1. 安装llama-cpp-python报错
python
$ CMAKE_ARGS="-DLLAMA_CUBLAS=on" pip install llama-cpp-python -i https://pypi.tuna.tsinghua.edu.cn/simple
Looking in indexes: https://pypi.tuna.tsinghua.edu.cn/simple
Collecting llama-cpp-python
Downloading https://pypi.tuna.tsinghua.edu.cn/packages/de/6d/4a20e676bdf7d9d3523be3a081bf327af958f9bdfe2a564f5cf485faeaec/llama_cpp_python-0.3.9.tar.gz (67.9 MB)
━━━━━━━━━━━━━━━━━━━━━━━━━━━━━━━━━━━━━━━━ 67.9/67.9 MB 5.3 MB/s eta 0:00:00
Installing build dependencies ... done
Getting requirements to build wheel ... done
Installing backend dependencies ... done
Preparing metadata (pyproject.toml) ... done
Requirement already satisfied: typing-extensions>=4.5.0 in /home/wuwenliang/anaconda3/envs/llmtuner/lib/python3.10/site-packages (from llama-cpp-python) (4.13.2)
Requirement already satisfied: numpy>=1.20.0 in /home/wuwenliang/anaconda3/envs/llmtuner/lib/python3.10/site-packages (from llama-cpp-python) (1.26.4)
Collecting diskcache>=5.6.1 (from llama-cpp-python)
Downloading https://pypi.tuna.tsinghua.edu.cn/packages/3f/27/4570e78fc0bf5ea0ca45eb1de3818a23787af9b390c0b0a0033a1b8236f9/diskcache-5.6.3-py3-none-any.whl (45 kB)
Requirement already satisfied: jinja2>=2.11.3 in /home/wuwenliang/anaconda3/envs/llmtuner/lib/python3.10/site-packages (from llama-cpp-python) (3.1.6)

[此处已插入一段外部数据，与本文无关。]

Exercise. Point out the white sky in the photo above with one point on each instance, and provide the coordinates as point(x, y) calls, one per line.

Requirement already satisfied: MarkupSafe>=2.0 in /home/wuwenliang/anaconda3/envs/llmtuner/lib/python3.10/site-packages (from jinja2>=2.11.3->llama-cpp-python) (3.0.2)
Building wheels for collected packages: llama-cpp-python
Building wheel for llama-cpp-python (pyproject.toml) ... error
error: subprocess-exited-with-error
× Building wheel for llama-cpp-python (pyproject.toml) did not run successfully.
│ exit code: 1
╰─> [29 lines of output]
*** scikit-build-core 0.11.5 using CMake 3.22.1 (wheel)
*** Configuring CMake...
loading initial cache file /tmp/tmp01d6kko6/build/CMakeInit.txt
-- The C compiler identification is GNU 11.2.0
-- The CXX compiler identification is GNU 11.2.0
-- Detecting C compiler ABI info
-- Detecting C compiler ABI info - done
-- Check for working C compiler: /usr/bin/gcc - skipped
-- Detecting C compile features
-- Detecting C compile features - done
-- Detecting CXX compiler ABI info
-- Detecting CXX compiler ABI info - done
-- Check for working CXX compiler: /usr/bin/g++ - skipped
-- Detecting CXX compile features
-- Detecting CXX compile features - done
-- Found Git: /usr/bin/git (found version "2.34.1")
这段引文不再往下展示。